A volte capita di entrare nella propria auto, mettere le mani sul volante, provare a girarlo e scoprire che è bloccato. Nessun timore: se succede questo significa che è stato attivato il dispositivo di sicurezza e il volante è bloccato. Se il problema non dovesse risolversi in questo modo, allora ci troviamo di fronte a un’anomalia un po’ più seria riguardante il servosterzo: ad esempio, potrebbe mancare l’olio. In questo caso sarà necessario aprire il cofano e controllare l’olio tramite l’apposita asticella.

Se l’olio è presente in quantità sufficiente, allora il problema è un altro: potrebbe essere determinato dalla pressione insufficiente delle gomme, oppure dalla rottura della cinghia di servizio. È importante assicurarsi che le gomme siano gonfiate alla pressione corretta come indicato dalla casa automobilistica. Se il veicolo in possesso dispone di un servosterzo idraulico, un basso livello di fluido può causare difficoltà nell’errata. Una cinghia allentata o danneggiata può compromettere la funzionalità del servosterzo.

Problemi Comuni e Soluzioni

Uno sterzo duro è un problema comune che può compromettere il comfort e la sicurezza della guida. Se si avverte una resistenza importante nel girare il volante, è uno dei sintomi di uno sterzo duro. Uno sterzo bloccato può essere causato da diversi problemi meccanici che influenzano lo sterzo macchina.

  • Sterzo duro e pesante: questo problema può essere causato da una pressione delle gomme troppo bassa.
  • Sterzo troppo sensibile alle alte velocità: può essere dovuto a una pressione delle gomme troppo alta.
  • Problemi al servosterzo: una cinghia usurata o allentata può influire sul funzionamento del servosterzo idraulico.
  • Colonna dello sterzo bloccata: il piantone può incepparsi, rendendo difficile o impossibile sterzare.
  • Blocca sterzo attivato: è un meccanismo di sicurezza che impedisce il movimento del volante quando non è inserita la chiave.
  • Problemi con l’Unità di Controllo del Motore: la ECU gestisce il servosterzo attraverso segnali elettronici.

Per risolvere i problemi di sterzo, è importante seguire una serie di passaggi strutturati che consentono di identificare e affrontare le cause comuni. Una cinghia allentata o danneggiata può compromettere la funzionalità del servosterzo. La presenza di rumori o gioco eccessivo nello sterzo può indicare la necessità di una manutenzione o sostituzione. Se i problemi persistono dopo un controllo basilare, è consigliabile rivolgersi presso un’officina specializzata.

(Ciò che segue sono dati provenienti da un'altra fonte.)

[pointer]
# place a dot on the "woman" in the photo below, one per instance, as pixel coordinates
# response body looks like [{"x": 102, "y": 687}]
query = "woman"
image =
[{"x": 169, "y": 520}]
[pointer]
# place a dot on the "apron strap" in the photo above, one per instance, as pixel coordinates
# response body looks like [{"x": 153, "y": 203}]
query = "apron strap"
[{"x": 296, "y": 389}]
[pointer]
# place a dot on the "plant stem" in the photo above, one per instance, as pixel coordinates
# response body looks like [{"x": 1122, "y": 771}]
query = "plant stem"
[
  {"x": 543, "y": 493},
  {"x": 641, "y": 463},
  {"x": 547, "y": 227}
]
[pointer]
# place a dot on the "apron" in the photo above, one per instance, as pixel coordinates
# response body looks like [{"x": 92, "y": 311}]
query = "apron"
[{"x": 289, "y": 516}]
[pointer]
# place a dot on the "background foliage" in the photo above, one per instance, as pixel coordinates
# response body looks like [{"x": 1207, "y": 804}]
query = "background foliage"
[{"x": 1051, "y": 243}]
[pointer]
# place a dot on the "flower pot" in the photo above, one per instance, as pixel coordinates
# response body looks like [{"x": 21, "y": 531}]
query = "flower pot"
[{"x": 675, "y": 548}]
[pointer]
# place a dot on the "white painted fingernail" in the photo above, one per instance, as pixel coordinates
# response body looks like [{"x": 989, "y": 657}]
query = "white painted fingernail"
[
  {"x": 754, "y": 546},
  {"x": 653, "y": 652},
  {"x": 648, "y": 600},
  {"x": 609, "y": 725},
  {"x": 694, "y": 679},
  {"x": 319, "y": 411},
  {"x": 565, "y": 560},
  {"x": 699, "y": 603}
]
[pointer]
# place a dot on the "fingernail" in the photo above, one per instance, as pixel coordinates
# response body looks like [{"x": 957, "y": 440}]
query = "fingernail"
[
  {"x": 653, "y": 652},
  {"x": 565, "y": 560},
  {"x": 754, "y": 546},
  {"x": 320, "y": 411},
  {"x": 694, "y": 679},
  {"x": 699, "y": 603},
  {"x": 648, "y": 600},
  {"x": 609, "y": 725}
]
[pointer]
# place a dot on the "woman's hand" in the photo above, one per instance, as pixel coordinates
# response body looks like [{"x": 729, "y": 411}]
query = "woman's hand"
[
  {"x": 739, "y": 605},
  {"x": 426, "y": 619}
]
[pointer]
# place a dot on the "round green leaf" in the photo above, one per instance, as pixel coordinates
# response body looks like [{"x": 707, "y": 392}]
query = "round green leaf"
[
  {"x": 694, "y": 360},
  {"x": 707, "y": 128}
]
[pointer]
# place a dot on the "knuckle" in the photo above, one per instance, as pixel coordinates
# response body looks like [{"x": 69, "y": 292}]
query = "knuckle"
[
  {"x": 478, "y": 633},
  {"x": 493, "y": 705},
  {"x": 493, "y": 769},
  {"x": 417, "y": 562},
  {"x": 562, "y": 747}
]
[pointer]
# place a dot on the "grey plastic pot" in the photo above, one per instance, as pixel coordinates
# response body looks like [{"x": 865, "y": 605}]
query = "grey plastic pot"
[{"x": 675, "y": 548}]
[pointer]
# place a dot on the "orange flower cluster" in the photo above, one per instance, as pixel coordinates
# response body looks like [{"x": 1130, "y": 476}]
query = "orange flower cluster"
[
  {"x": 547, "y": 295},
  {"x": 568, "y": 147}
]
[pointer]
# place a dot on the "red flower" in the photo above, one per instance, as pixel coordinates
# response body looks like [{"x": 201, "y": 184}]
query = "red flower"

La manutenzione del sistema di sterzo è molto importante per garantire la sicurezza e l’efficienza della guida. Rumori insoliti o una sensazione di sterzo rigido o instabile possono indicare dei problemi. È importante non ignorare questi segnali e consultare un meccanico per avere una diagnosi più accurata. È altrettanto consigliato adottare una serie di misure preventive e di manutenzione regolare per prevenire problemi allo sterzo.

Guidare con attenzione, evitando sterzate brusche e urti contro marciapiedi od ostacoli, può ridurre il rischio di danneggiamenti ai componenti dello sterzo. Ciò aiuta a mantenere il sistema in buono stato e a prevenire usure premature.

Malfunzionamenti del Servosterzo

Il servosterzo, per diverse ragioni, può manifestare malfunzionamenti che risultano facilmente riconoscibili.

  • Sterzo duro e/o sibilo quando si gira il volante: il livello dell’olio potrebbe essere troppo basso, causando l’aspirazione di aria.
  • In caso di malfunzionamento del servosterzo elettrico, si accende l’apposita spia. È importante notare che, in assenza di problemi, la spia si accende brevemente all’avviamento del veicolo per poi spegnersi.